The OPEC put, just like the Fed put, is nothing other than a fallacy, or perhaps wishful thinking at this point. After the Russian invasion of Ukraine, as Brent oil spiked to $130 a barrel plus, money rushed into the oil sector as we heard doom-and-gloom calls about a lack of energy capital spending, running out of spare capacity, and how oil prices would need to be higher for longer to spur that investment.
True as some of those calls may be, commodities don't work that way. They are driven by actual demand and supply at any given time and by the inventory balance. Of course, academics and analysts tend to move their models at extremes to price in the latest scenario. But trading does not care about research-driven models. After all, if we believed research-driven models, Tesla (TSLA) was supposed to trade at $1.500.
It is easy to tweak an Excel model to spit out whatever confirmation bias you may have, or play with the denominator to generate the result one wants to see. Assumptions are very important in any modeling, and that is where the problem lies. Most models get demand entirely wrong.
After the rout in technology stocks in 2022, most investors parked their money in what they deemed as safe haven assets, such as large-cap equites that showed 4%-5% yield on their balance sheets. But those very same dividend yields are subject to cash flows, and if the top line erodes, so do those cash flows. A stock needs to give an investor the right upside reward potential for the risk the investor takes to invest in that equity. But if US government bonds yielded the same coupon as a risky equity, one would be better suited to be invested in the former.
Just as we saw in natural gas markets when prices got to as high as 300 euros per megawatt hour and most called for Europe to be sent back to the dark ages, lo and behold, the physical market finds a way as there are entrepreneurs who will find a way to capitalize on these arbitrage opportunities. US liquefied natural gas (LNG) companies did just that as they profited from the massive $10/MMBtu vs. $2/MMBtu differential by sending all their cargoes to Europe as Europe was desperate.
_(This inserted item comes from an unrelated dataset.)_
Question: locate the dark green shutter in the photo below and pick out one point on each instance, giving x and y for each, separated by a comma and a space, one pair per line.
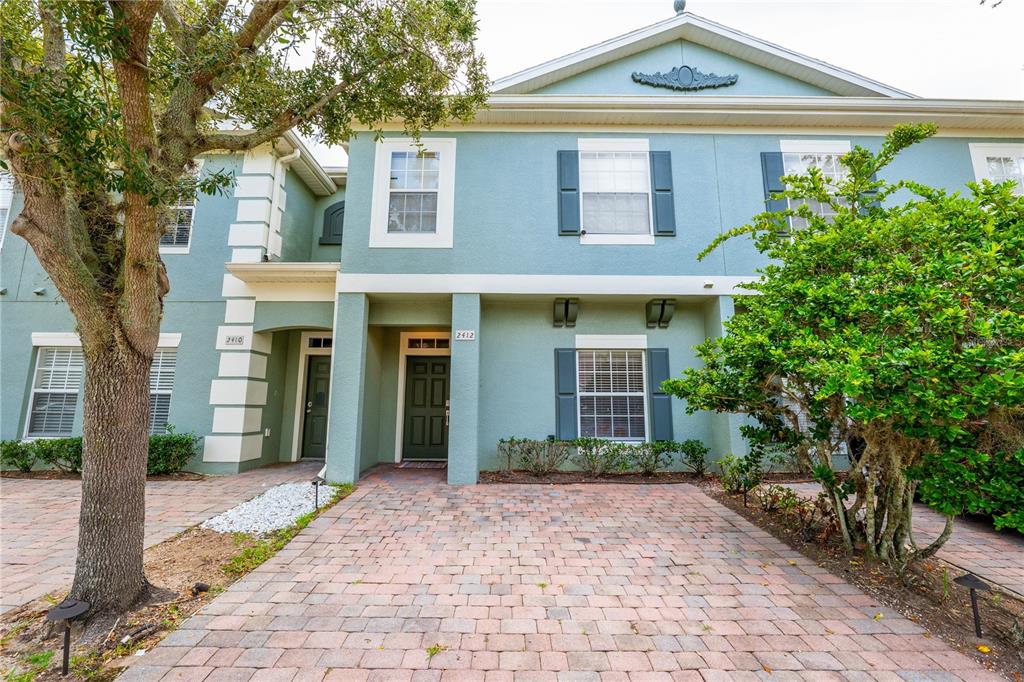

European gas today is trading below 45 euros per MWh and politicians are still debating energy and gas security. The oil market is slightly different in that we have had OPEC and Russia working together to balance the market, supporting prices so to speak. This only works when the market is tight and you are the only swing producer, i.e. in 2021. But today, demand is not as strong despite China reopening its economy, and there is no need for additional barrels. When demand is weak and supply picks up, there is nothing much that can be done to support prices.
Oil equity investors held onto their long oil bets all throughout 2022 as they hoped for China's return or Russian barrels to come off the market. Neither has happened. Oil prices are down 50%-plus as analysts who assumed $90 a barrel was the floor for oil are seeing less than $75 a barrel now. One forgets that we were trading below $75 a barrel before Covid.
The same wishful thinking is heard in the equity market as most retail investors think Fed will come to their rescue as it did in the past decade and start quantitative easing (QE) again. But what the Fed and OPEC have in common is that they never had to deal with a harsh recession and higher inflation at the same time. Both have their hands tied for now, for if they were to either print more money (in the case of Fed) or cut back on supplies (OPEC), it could cause a price surge, but only in the short term, as that would collapse the global economy as we know it, sending it back even worse than the 1970s.